L’auteur estime caduc le « grand partage » entre l’Homme et la nature qui fonde la science économique néo-classique. Il dénonce les approches actuelles de l’économie de l’environnement fondées sur une modélisation de l’équilibre entre les ressources et les débouchés des organisations, intégrant leurs externalités négatives sous forme d’émission de carbone, de pollutions et d’atteinte à la biodiversité. L’auteur plaide en faveur d’une économie plus « globale » axée sur l’observation de la dynamique des écosystèmes (ou des « milieux ») dans leurs dimensions historique et géographique, ainsi que des interactions entre ces écosystèmes. Ces derniers sont marqués à la fois par un certain déterminisme et par un processus fractal, dont la connaissance permet d’en mieux prévoir et traiter les crises. Cette « science vernaculaire » mobilisant toutes les sciences de la nature, serait construite à la fois par les savants, les praticiens et le grand public. Elle devrait s’intéresser à tous les acteurs vivants (humains, animaux et végétaux) et à tous les facteurs (matériels et immatériels) qui contribuent à la création de valeur sous toutes ses formes, dans chacun des écosystèmes.
L’ouvrage d’A.Orain fait écho au dernier livre[2] de J-M. Daniel, qui plaide en faveur d’un passage du keynésianisme au « quesnaysianisme ». L’auteur s’efforce de réhabiliter la théorie physiocratique inspirée par Cantillon et développée au XVIIIe siècle par Quesnay, Dupont de Nemours et Turgot. Il en rappelle les principes scientifiques fondés sur le travail, qui doit « respecter l’ordre naturel sans impliquer un culte de la nature ni une révérence artificielle à son égard ». J-M. Daniel qualifie la forme actuelle de ce culte de « pagano-gauchisme ». L’ordre naturel repose sur le travail de la terre, mais aussi sur le droit à la propriété, la concurrence entre les producteurs, la libre circulation des richesses (le « laisser faire, laisser passer ») et la neutralité de la monnaie.
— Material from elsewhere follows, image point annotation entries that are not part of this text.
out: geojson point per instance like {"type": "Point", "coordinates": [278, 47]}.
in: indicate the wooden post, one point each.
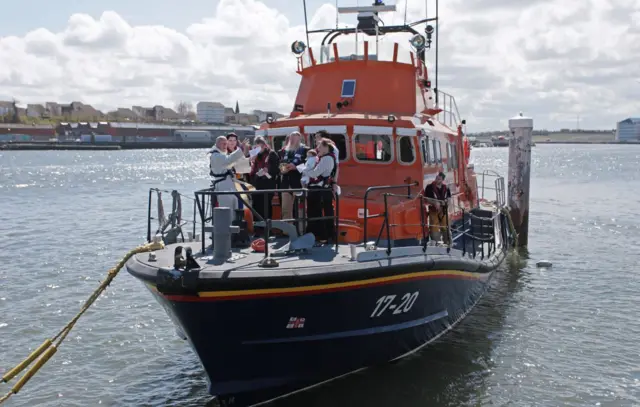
{"type": "Point", "coordinates": [521, 129]}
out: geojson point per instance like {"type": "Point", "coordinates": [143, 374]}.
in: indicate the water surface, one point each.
{"type": "Point", "coordinates": [566, 336]}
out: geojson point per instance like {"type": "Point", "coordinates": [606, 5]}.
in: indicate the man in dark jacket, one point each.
{"type": "Point", "coordinates": [438, 195]}
{"type": "Point", "coordinates": [264, 174]}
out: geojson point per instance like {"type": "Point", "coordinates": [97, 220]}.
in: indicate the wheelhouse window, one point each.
{"type": "Point", "coordinates": [277, 142]}
{"type": "Point", "coordinates": [406, 150]}
{"type": "Point", "coordinates": [437, 153]}
{"type": "Point", "coordinates": [348, 88]}
{"type": "Point", "coordinates": [425, 149]}
{"type": "Point", "coordinates": [340, 141]}
{"type": "Point", "coordinates": [373, 147]}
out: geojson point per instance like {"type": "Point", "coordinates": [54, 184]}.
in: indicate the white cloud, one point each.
{"type": "Point", "coordinates": [553, 59]}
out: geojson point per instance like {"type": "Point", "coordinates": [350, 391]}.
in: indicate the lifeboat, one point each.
{"type": "Point", "coordinates": [275, 316]}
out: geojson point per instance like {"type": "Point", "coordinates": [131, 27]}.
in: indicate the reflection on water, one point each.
{"type": "Point", "coordinates": [566, 336]}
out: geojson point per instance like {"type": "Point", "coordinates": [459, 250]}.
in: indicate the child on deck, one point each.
{"type": "Point", "coordinates": [312, 159]}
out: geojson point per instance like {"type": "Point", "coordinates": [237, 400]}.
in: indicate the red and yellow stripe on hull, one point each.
{"type": "Point", "coordinates": [323, 288]}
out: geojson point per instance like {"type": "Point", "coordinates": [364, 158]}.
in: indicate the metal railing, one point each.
{"type": "Point", "coordinates": [206, 199]}
{"type": "Point", "coordinates": [499, 194]}
{"type": "Point", "coordinates": [473, 229]}
{"type": "Point", "coordinates": [450, 114]}
{"type": "Point", "coordinates": [385, 214]}
{"type": "Point", "coordinates": [467, 231]}
{"type": "Point", "coordinates": [175, 221]}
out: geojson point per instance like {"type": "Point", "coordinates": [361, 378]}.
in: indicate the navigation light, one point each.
{"type": "Point", "coordinates": [417, 41]}
{"type": "Point", "coordinates": [298, 47]}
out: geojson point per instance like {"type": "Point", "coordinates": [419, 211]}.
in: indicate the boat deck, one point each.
{"type": "Point", "coordinates": [245, 263]}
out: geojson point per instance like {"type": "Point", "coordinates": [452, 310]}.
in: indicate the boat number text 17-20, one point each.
{"type": "Point", "coordinates": [385, 303]}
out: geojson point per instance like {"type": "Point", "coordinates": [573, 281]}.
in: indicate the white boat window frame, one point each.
{"type": "Point", "coordinates": [282, 131]}
{"type": "Point", "coordinates": [391, 146]}
{"type": "Point", "coordinates": [399, 150]}
{"type": "Point", "coordinates": [332, 130]}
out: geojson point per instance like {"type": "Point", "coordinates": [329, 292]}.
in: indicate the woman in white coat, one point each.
{"type": "Point", "coordinates": [220, 169]}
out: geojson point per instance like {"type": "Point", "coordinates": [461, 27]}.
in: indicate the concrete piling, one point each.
{"type": "Point", "coordinates": [519, 175]}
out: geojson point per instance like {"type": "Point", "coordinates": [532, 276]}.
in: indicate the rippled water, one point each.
{"type": "Point", "coordinates": [566, 336]}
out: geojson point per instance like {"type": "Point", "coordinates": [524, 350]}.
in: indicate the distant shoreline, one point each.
{"type": "Point", "coordinates": [45, 146]}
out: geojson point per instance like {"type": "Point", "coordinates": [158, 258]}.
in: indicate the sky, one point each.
{"type": "Point", "coordinates": [565, 63]}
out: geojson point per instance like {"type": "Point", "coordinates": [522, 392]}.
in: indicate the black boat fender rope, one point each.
{"type": "Point", "coordinates": [48, 347]}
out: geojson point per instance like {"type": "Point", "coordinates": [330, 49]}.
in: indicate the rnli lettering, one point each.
{"type": "Point", "coordinates": [295, 322]}
{"type": "Point", "coordinates": [386, 303]}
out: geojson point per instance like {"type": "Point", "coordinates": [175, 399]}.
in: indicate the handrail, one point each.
{"type": "Point", "coordinates": [211, 193]}
{"type": "Point", "coordinates": [175, 218]}
{"type": "Point", "coordinates": [380, 188]}
{"type": "Point", "coordinates": [467, 230]}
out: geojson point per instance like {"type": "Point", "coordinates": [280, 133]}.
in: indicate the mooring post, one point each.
{"type": "Point", "coordinates": [520, 175]}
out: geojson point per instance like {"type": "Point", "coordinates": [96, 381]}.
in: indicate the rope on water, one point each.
{"type": "Point", "coordinates": [49, 347]}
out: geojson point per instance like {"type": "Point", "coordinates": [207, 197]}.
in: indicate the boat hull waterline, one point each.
{"type": "Point", "coordinates": [257, 345]}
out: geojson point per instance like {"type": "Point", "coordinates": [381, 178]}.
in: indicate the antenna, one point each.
{"type": "Point", "coordinates": [437, 46]}
{"type": "Point", "coordinates": [306, 25]}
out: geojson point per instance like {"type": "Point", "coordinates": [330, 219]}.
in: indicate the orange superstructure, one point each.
{"type": "Point", "coordinates": [390, 126]}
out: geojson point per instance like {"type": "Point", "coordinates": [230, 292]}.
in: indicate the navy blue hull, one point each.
{"type": "Point", "coordinates": [259, 348]}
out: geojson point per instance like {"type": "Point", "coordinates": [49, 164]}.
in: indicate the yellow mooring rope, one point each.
{"type": "Point", "coordinates": [48, 348]}
{"type": "Point", "coordinates": [507, 214]}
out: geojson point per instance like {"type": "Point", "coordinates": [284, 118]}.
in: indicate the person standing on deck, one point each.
{"type": "Point", "coordinates": [292, 154]}
{"type": "Point", "coordinates": [264, 175]}
{"type": "Point", "coordinates": [438, 195]}
{"type": "Point", "coordinates": [320, 201]}
{"type": "Point", "coordinates": [220, 168]}
{"type": "Point", "coordinates": [232, 145]}
{"type": "Point", "coordinates": [319, 136]}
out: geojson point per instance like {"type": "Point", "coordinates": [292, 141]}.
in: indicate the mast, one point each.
{"type": "Point", "coordinates": [306, 25]}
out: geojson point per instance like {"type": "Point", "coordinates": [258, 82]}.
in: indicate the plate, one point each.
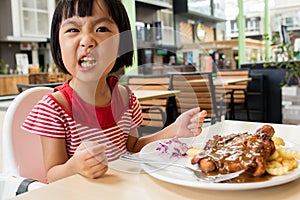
{"type": "Point", "coordinates": [183, 177]}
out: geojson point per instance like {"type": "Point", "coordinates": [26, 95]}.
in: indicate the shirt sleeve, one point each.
{"type": "Point", "coordinates": [46, 119]}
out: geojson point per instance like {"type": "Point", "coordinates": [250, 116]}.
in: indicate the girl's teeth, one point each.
{"type": "Point", "coordinates": [86, 62]}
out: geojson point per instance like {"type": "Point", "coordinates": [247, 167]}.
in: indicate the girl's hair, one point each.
{"type": "Point", "coordinates": [69, 8]}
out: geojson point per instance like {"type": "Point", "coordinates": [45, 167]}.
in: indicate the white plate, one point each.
{"type": "Point", "coordinates": [183, 177]}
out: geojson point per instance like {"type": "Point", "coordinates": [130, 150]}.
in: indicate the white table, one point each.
{"type": "Point", "coordinates": [124, 185]}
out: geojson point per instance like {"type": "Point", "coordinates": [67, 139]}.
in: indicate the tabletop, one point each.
{"type": "Point", "coordinates": [144, 95]}
{"type": "Point", "coordinates": [224, 81]}
{"type": "Point", "coordinates": [129, 181]}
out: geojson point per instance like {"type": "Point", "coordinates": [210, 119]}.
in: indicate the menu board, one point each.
{"type": "Point", "coordinates": [22, 63]}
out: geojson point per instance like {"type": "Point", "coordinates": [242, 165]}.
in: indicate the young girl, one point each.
{"type": "Point", "coordinates": [91, 39]}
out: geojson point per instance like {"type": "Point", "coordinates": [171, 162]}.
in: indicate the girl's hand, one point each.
{"type": "Point", "coordinates": [189, 123]}
{"type": "Point", "coordinates": [89, 160]}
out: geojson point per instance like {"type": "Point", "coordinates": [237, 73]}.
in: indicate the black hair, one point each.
{"type": "Point", "coordinates": [67, 9]}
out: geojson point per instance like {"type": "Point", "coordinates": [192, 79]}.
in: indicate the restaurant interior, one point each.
{"type": "Point", "coordinates": [240, 65]}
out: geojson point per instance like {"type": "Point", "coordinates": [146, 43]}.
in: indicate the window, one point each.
{"type": "Point", "coordinates": [31, 18]}
{"type": "Point", "coordinates": [35, 17]}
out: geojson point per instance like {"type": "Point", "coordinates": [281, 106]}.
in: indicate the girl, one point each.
{"type": "Point", "coordinates": [91, 39]}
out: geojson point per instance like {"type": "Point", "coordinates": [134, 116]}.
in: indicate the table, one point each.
{"type": "Point", "coordinates": [123, 185]}
{"type": "Point", "coordinates": [144, 95]}
{"type": "Point", "coordinates": [224, 81]}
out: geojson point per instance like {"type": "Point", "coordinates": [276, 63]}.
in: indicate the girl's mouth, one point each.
{"type": "Point", "coordinates": [86, 62]}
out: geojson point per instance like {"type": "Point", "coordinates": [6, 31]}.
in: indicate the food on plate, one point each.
{"type": "Point", "coordinates": [193, 151]}
{"type": "Point", "coordinates": [234, 152]}
{"type": "Point", "coordinates": [283, 159]}
{"type": "Point", "coordinates": [172, 148]}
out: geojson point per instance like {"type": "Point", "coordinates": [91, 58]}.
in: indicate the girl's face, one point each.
{"type": "Point", "coordinates": [89, 45]}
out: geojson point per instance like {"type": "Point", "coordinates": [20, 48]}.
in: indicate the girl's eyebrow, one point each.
{"type": "Point", "coordinates": [100, 20]}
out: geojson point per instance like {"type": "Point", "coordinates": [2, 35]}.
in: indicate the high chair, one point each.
{"type": "Point", "coordinates": [22, 152]}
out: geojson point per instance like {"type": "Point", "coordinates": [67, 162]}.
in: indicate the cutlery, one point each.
{"type": "Point", "coordinates": [201, 176]}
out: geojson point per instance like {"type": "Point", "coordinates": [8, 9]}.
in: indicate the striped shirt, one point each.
{"type": "Point", "coordinates": [104, 124]}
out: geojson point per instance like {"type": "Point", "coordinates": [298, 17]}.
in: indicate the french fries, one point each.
{"type": "Point", "coordinates": [283, 159]}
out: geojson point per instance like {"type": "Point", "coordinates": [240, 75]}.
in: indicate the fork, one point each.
{"type": "Point", "coordinates": [201, 176]}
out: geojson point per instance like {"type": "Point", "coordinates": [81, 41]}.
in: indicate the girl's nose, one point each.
{"type": "Point", "coordinates": [87, 42]}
Les physiocrates soutiennent que « la force de l’agriculture, c’est qu’elle convertit le soleil en produits de consommation courante ».
J-M. Daniel analyse le rôle exercé par Turgot en qualité de contrôleur général des finances de Louis XVI et d’inspirateur d’Adam Smith, puis il retrace les débats qui ont opposé les économistes les plus illustres sur les principes physiocratiques. Le livre montre que ces derniers conservent aujourd’hui toute leur validité et constitue une clé aux problèmes soulevés par le réchauffement climatique et la pollution de la nature. Comme les physiocrates, il affiche sa préférence pour les « passifs-matérialistes », défenseurs de l’économie de marché, contre les « actifs-idéalistes », partisans d’une décroissance malthusienne ou d’un État keynésien portant atteinte à la concurrence et à la propriété. L’auteur rappelle les propositions en faveur d’une écologie libérale formulées par Christian Gollier (prix Turgot 2019) et appelle à un « renouveau physiocratique ».
[1] Arnaud ORAIN, Les savoirs perdus de l’économie. Contribution à l’équilibre du vivant, Editeur Gallimard NRF, 2023.
[2] Jean-Marc DANIEL, Redécouvrir les physiocrates, Pour une écologie libérale, Odile Jacob, 2022.